Risk-Adjusted Performance

Insignificant

 
Weak
 
Strong
Compared to the overall equity markets, risk-adjusted returns on investments in Merck Company are ranked lower than 2 (%) of all global equities and portfolios over the last 90 days. Despite quite persistent basic indicators, Merck is not utilizing all of its potentials. The latest stock price mess, may contribute to short-term losses for the institutional investors.
Biogen Inc 

Risk-Adjusted Performance

Modest

 
Weak
 
Strong
Compared to the overall equity markets, risk-adjusted returns on investments in Biogen Inc are ranked lower than 7 (%) of all global equities and portfolios over the last 90 days. Despite somewhat weak forward indicators, Biogen may actually be approaching a critical reversion point that can send shares even higher in August 2025.

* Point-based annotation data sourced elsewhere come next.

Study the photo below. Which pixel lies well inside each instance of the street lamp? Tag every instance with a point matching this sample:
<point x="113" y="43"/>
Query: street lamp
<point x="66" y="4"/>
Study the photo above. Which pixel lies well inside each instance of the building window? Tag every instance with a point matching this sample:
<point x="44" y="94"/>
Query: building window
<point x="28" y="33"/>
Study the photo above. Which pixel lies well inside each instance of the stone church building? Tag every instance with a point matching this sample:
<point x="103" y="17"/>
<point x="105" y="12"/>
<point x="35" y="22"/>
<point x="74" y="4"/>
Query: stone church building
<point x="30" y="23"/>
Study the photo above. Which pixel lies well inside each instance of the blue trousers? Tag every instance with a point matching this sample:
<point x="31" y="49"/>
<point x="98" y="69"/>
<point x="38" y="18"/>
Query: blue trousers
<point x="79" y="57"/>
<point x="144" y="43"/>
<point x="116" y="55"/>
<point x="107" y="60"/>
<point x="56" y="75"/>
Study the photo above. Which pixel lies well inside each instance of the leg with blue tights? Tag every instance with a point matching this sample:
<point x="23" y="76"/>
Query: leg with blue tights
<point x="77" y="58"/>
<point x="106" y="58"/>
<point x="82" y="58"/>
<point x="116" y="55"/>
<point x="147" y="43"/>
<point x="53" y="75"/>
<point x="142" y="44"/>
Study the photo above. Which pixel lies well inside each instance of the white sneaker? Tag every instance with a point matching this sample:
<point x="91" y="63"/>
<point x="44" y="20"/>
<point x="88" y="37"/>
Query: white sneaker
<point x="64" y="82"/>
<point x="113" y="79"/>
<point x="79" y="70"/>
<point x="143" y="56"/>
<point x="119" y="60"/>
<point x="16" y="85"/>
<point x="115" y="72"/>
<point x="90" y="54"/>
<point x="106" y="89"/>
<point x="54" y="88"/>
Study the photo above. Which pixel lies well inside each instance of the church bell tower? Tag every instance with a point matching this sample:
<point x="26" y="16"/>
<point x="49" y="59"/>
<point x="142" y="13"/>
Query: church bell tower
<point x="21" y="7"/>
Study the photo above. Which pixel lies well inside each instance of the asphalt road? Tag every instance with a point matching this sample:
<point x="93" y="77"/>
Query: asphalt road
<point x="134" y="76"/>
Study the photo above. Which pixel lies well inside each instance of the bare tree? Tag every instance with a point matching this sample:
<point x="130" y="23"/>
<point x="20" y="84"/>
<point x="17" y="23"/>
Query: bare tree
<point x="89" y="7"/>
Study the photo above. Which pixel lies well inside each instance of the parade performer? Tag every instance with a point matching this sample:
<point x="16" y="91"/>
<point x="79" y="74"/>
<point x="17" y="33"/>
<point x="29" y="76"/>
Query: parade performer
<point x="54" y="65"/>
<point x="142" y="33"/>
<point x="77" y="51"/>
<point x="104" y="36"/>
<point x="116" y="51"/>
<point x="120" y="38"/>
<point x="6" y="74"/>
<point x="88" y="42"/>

Merck and Biogen Volatility Contrast

   Predicted Return Density   
       Returns  

Pair Trading with Merck and Biogen

The main advantage of trading using opposite Merck and Biogen positions is that it hedges away some unsystematic risk. Because of two separate transactions, even if Merck position performs unexpectedly, Biogen can make up some of the losses. Pair trading also minimizes risk from directional movements in the market. For example, if an entire industry or sector drops because of unexpected headlines, the short position in Biogen will offset losses from the drop in Biogen's long position.
The idea behind Merck Company and Biogen Inc pairs trading is to make the combined position market-neutral, meaning the overall market's direction will not affect its win or loss (or potential downside or upside). This can be achieved by designing a pairs trade with two highly correlated stocks or equities that operate in a similar space or sector, making it possible to obtain profits through simple and relatively low-risk investment.
Check out your portfolio center.
Note that this page's information should be used as a complementary analysis to find the right mix of equity instruments to add to your existing portfolios or create a brand new portfolio. You can also try the Portfolio Dashboard module to portfolio dashboard that provides centralized access to all your investments.